I just realized....I'm not sure whether or not I've heard a piano in any opera. I certainly MAY have, but you know there's so much going on in an opera it may have blended into the musical fabric so to speak.

Well, I absolutely adore the piano!  Especially now that I have one and am learning to play. Any operas where the piano is well featured?


----------



## mamascarlatti (Sep 23, 2009)

Start around 1.50.


----------



## suteetat (Feb 25, 2013)

How about Chi il bel sogno di Doretta from La Rondine?


----------



## sharik (Jan 23, 2013)

Sonata said:


> Prominent piano in an opera


Tchaikovsky _The Queen Of Spades_ -


----------



## notreally (Oct 25, 2011)

Zerbinetta' aria 'Großmächtige Prinzessin' from _Ariadne auf Naxos_.


----------



## Bardamu (Dec 12, 2011)

Nino Rota I due timidi feature the piano since the love affair is a amateur pianist (4:32)
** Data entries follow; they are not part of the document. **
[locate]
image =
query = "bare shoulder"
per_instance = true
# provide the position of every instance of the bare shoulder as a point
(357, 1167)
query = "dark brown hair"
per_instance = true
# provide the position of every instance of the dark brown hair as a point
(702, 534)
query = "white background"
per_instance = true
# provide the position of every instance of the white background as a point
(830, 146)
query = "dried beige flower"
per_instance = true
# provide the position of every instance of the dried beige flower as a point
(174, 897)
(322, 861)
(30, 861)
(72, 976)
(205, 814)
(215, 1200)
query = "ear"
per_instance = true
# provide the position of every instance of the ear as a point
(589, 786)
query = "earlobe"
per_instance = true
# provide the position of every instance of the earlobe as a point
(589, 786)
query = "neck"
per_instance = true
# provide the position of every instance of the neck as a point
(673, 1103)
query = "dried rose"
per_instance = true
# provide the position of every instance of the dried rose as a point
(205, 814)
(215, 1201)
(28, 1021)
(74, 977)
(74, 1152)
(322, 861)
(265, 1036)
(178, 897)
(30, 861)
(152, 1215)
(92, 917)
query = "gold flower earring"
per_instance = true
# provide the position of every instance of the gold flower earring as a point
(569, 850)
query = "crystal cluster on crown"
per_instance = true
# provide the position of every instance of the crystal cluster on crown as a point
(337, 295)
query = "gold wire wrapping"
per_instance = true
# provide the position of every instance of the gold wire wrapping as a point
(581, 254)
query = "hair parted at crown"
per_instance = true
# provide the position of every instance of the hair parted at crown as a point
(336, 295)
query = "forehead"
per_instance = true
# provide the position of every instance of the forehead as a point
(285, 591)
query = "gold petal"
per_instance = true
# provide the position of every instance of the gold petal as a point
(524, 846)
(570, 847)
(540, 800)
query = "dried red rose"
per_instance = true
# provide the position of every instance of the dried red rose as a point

Also a famous pianist (and his compositions) is the base of Orefice most well know Opera: Chopin.





EDIT:
Not Opera in itself but Bellini did some pieces for piano and voice I really like.

Bellini:


----------



## Stargazer (Nov 9, 2011)

Well if you include the harpsichord, I can think of a couple Baroque operas that feature it fairly prominently.


----------



## ComposerOfAvantGarde (Dec 2, 2011)

_Albert Herring_ by Britten and _Nixon in China_ by Adams immediately come to mind.


----------



## Il_Penseroso (Nov 20, 2010)

Sonata said:


> Any operas where the piano is well featured?


Well featured is Glinka's Ruslan and Lyudmila, Bayan's singing in the first act accompanied with a piano, an imitation of the old russian instrument gusli). You can find piano also in other russian operas...Boris Godunov, Sadko and The Snow Maiden come to mind at the moment.


----------



## Il_Penseroso (Nov 20, 2010)

Sonata said:


> Well, I absolutely adore the piano!


This adoration for the piano is so adorable!


----------



## Sid James (Feb 7, 2009)

Donizetti's _Daughter of the Regiment _has either a piano or harpsichord (on stage, as part of the action, not in the orchestra pit). Berg's _Wozzeck _too (on stage in the tavern scene) as well as Gershwin's_ Porgy and Bess _(that one definitely has piano prominently, but whether on stage or in the pit, I can't remember). Set in 19th century colonial Australia, Richard Meale's _Voss _also has an upright piano on stage, the characters stand around it and do a 'sing along' which was what many people did in those days.


----------



## Manok (Aug 29, 2011)

Anyone done opera versions of baroque music with piano instead of harpsichord? I've always wanted to hear that.


----------



## Cavaradossi (Aug 2, 2012)

Manok said:


> Anyone done opera versions of baroque music with piano instead of harpsichord? I've always wanted to hear that.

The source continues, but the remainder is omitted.